February 3, 2004 > Movie Review: The Butterfly Effect
Movie Review: The Butterfly Effect
Directed By: Eric Bress and J. Mackye Gruber
by Jeremy Inman
It is difficult to decide exactly how to classify The Butterfly Effect. In many respects, it is a psychological thriller, but it has several aspects of science fiction and a significant amount of dramatic elements. Butterfly marks Ashton Kutcher's first foray into the realm of dramatic acting. Until this film, Kutcher has appeared in only comedies, including Dude, Where's My Car, Just Married, My Boss's Daughter, and television's That 70's Show. Though the only real changes evident in Kutcher's character throughout Butterfly occur by changing the style of his hair, his performance was adequate enough to warrant a second attempt at drama.
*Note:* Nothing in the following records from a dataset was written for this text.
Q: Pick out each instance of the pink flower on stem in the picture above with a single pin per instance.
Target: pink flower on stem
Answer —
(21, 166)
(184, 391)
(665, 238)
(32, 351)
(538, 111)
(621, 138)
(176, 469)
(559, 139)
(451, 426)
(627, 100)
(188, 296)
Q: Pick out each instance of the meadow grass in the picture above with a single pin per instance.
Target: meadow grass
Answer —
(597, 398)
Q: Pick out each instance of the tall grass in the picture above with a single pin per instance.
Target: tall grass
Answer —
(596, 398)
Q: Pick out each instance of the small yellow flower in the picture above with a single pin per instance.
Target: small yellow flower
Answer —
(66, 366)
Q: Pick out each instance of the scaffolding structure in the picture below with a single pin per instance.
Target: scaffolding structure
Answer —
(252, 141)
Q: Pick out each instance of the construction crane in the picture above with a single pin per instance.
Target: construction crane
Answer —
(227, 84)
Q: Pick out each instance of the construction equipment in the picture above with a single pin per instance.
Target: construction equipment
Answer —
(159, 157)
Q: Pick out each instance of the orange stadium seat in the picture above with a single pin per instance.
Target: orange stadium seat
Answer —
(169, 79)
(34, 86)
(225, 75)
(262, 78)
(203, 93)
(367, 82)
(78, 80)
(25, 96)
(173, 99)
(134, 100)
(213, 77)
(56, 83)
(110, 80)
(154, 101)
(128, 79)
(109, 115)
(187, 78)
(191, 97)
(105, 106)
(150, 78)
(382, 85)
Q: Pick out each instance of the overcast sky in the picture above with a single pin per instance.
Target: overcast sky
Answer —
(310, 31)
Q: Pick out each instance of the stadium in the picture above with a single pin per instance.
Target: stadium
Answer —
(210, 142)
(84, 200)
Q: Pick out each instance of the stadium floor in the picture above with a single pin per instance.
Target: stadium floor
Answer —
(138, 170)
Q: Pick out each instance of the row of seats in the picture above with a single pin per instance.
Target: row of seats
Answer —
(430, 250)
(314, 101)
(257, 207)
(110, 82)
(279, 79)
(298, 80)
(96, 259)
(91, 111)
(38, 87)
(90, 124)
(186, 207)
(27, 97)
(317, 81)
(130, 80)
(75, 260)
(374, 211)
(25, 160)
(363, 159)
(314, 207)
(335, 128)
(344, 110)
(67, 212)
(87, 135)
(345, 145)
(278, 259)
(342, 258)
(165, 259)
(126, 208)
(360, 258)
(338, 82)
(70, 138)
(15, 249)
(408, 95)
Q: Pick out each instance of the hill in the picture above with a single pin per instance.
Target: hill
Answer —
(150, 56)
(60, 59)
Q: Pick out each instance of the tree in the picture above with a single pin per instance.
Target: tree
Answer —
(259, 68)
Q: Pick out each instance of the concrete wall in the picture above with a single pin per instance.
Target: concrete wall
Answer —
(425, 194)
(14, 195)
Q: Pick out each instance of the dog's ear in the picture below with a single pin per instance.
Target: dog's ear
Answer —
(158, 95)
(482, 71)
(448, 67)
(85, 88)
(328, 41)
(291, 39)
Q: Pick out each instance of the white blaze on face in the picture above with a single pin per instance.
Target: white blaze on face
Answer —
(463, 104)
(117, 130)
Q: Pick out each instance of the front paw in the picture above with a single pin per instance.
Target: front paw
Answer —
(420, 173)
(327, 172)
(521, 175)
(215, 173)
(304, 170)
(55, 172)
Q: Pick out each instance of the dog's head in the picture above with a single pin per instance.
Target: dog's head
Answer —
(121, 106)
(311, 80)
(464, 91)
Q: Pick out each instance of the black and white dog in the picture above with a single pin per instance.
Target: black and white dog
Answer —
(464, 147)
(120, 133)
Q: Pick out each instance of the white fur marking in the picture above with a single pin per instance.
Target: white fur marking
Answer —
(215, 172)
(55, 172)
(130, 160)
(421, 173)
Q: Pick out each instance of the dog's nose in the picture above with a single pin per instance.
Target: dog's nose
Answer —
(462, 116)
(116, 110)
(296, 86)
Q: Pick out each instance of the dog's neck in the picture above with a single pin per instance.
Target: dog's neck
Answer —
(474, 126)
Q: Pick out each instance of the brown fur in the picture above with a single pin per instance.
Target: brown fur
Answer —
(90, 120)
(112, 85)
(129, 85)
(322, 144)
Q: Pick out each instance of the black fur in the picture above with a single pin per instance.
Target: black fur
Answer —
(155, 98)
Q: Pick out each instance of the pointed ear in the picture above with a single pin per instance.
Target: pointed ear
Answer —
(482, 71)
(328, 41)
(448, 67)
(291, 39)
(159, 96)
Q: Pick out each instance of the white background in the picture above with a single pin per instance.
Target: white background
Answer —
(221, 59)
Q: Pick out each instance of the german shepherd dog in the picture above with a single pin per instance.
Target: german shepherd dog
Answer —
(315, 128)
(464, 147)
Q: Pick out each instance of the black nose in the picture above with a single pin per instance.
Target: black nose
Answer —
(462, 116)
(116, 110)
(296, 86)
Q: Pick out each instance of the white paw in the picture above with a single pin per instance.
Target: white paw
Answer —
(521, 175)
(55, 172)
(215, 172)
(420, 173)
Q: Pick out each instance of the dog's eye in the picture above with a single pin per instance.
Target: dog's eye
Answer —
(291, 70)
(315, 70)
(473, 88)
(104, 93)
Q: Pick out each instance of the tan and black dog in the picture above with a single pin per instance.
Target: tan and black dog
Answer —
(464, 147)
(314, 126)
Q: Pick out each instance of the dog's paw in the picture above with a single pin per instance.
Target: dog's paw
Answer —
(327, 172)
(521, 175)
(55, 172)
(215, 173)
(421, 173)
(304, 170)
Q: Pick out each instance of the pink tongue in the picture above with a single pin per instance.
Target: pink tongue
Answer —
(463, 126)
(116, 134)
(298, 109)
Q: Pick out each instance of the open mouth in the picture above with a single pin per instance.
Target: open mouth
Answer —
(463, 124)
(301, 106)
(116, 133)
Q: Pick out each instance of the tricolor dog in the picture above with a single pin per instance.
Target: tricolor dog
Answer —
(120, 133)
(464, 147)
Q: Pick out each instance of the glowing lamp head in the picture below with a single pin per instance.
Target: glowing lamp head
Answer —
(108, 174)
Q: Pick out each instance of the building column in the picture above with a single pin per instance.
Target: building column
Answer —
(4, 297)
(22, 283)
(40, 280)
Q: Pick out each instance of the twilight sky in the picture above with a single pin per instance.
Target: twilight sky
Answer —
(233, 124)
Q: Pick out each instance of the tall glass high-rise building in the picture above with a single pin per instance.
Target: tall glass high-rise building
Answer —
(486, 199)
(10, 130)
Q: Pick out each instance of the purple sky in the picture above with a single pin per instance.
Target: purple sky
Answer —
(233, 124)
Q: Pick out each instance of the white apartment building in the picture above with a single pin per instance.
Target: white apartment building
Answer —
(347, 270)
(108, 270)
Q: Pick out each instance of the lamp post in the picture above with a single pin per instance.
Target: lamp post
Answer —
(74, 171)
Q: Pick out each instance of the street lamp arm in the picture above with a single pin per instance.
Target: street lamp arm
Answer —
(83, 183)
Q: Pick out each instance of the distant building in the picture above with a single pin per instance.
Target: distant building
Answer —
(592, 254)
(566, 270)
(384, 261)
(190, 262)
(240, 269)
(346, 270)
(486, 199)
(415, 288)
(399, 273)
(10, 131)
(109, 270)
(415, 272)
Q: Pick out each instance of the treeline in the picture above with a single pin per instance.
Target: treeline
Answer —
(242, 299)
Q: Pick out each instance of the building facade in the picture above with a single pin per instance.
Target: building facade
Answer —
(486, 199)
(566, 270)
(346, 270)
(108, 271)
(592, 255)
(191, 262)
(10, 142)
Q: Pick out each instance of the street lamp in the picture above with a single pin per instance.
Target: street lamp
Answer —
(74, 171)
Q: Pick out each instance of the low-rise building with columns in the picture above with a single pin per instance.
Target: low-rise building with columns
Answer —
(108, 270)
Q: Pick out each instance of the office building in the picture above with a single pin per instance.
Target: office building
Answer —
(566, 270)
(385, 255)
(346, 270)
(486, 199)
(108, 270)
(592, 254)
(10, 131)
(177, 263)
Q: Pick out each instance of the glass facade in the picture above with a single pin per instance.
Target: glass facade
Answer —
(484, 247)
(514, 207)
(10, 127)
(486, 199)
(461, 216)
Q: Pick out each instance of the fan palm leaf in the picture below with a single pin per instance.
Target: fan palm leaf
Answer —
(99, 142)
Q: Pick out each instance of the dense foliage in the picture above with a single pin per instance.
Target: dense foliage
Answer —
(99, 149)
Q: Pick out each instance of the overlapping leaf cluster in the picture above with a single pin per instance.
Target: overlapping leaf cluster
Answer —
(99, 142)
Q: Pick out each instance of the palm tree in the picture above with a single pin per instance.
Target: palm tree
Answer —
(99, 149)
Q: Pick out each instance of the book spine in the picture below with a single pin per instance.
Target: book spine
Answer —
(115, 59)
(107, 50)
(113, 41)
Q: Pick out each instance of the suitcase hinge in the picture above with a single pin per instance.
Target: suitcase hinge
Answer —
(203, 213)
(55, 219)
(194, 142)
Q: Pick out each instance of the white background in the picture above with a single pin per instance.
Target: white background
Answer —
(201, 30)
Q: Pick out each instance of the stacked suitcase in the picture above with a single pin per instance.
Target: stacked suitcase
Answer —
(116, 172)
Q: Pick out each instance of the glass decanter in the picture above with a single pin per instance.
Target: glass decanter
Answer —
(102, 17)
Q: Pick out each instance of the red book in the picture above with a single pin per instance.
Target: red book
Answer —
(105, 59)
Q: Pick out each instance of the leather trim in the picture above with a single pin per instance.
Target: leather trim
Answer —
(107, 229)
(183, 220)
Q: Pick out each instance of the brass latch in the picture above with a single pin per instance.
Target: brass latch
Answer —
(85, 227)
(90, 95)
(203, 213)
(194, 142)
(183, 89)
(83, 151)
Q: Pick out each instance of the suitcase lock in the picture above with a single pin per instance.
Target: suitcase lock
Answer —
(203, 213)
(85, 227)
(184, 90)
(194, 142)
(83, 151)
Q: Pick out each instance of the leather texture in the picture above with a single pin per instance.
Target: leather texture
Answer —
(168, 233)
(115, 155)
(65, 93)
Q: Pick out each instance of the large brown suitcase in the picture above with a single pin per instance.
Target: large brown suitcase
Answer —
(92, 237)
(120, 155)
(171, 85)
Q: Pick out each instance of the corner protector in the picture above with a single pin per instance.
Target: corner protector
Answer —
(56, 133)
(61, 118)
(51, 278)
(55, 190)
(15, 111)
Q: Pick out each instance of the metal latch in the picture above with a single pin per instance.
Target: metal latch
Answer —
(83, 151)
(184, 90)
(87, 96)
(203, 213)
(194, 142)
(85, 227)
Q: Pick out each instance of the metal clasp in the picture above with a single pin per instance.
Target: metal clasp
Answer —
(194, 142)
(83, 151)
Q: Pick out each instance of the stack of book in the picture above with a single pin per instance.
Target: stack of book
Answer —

In The Butterfly Effect, Kutcher plays a young college student named Evan Treborn. Evan has an unfortunate brain affliction that causes him to black out during moments of extreme stress or anxiety. As a result, Evan's traumatic childhood memory is riddled with blank spots. His only memories of his childhood are stored in note books, a method suggested by his psychiatrist when Evan was six to jog his memory after a black out. A large portion of the movie's opening is dedicated to relating to us Evan's traumatic childhood, as he remembers it. We witness his encounter with his institutionalized psychotic father, the sadistic town bully, and the abusive father of his closest friend, Kayleigh, all interrupted by his black outs.
After about half an hour of introduction, we see Evan in college. His interest in his own past has been rekindled, and as a result he goes back to his home town to figure out what happened during his blackouts. Upon his visit, he finds that Kayleigh is working a dead-end job, her brother the bully has just gotten out of jail, and his old friend Lenny is permanently traumatized after an unfortunate event involving the four of them as kids and a rather large explosive. The audience witnesses the events of Evan's past unfold at the same time Evan does, but his questioning upsets his old friends, and he is unable to discover everything that he blocked out. As a result, he turns to his journals. He discovers that by concentrating hard enough on any one page of the journal, he can transport his consciousness back to the point in time when he originally blacked out and effectively alter the flow of time. Every time Evan travels back in time to repair his present, he comes closer to realizing that it is impossible for him to create one that will match his ideal.
Unfortunately, such an interesting concept is almost wasted in The Butterfly Effect, instead of delving into the science fiction qualities of the film, the directors chose to focus on the resulting drama, which is lackluster at best. While The Butterfly Effect is still original and worthwhile, it squanders most of its potential on underdeveloped dramatic elements.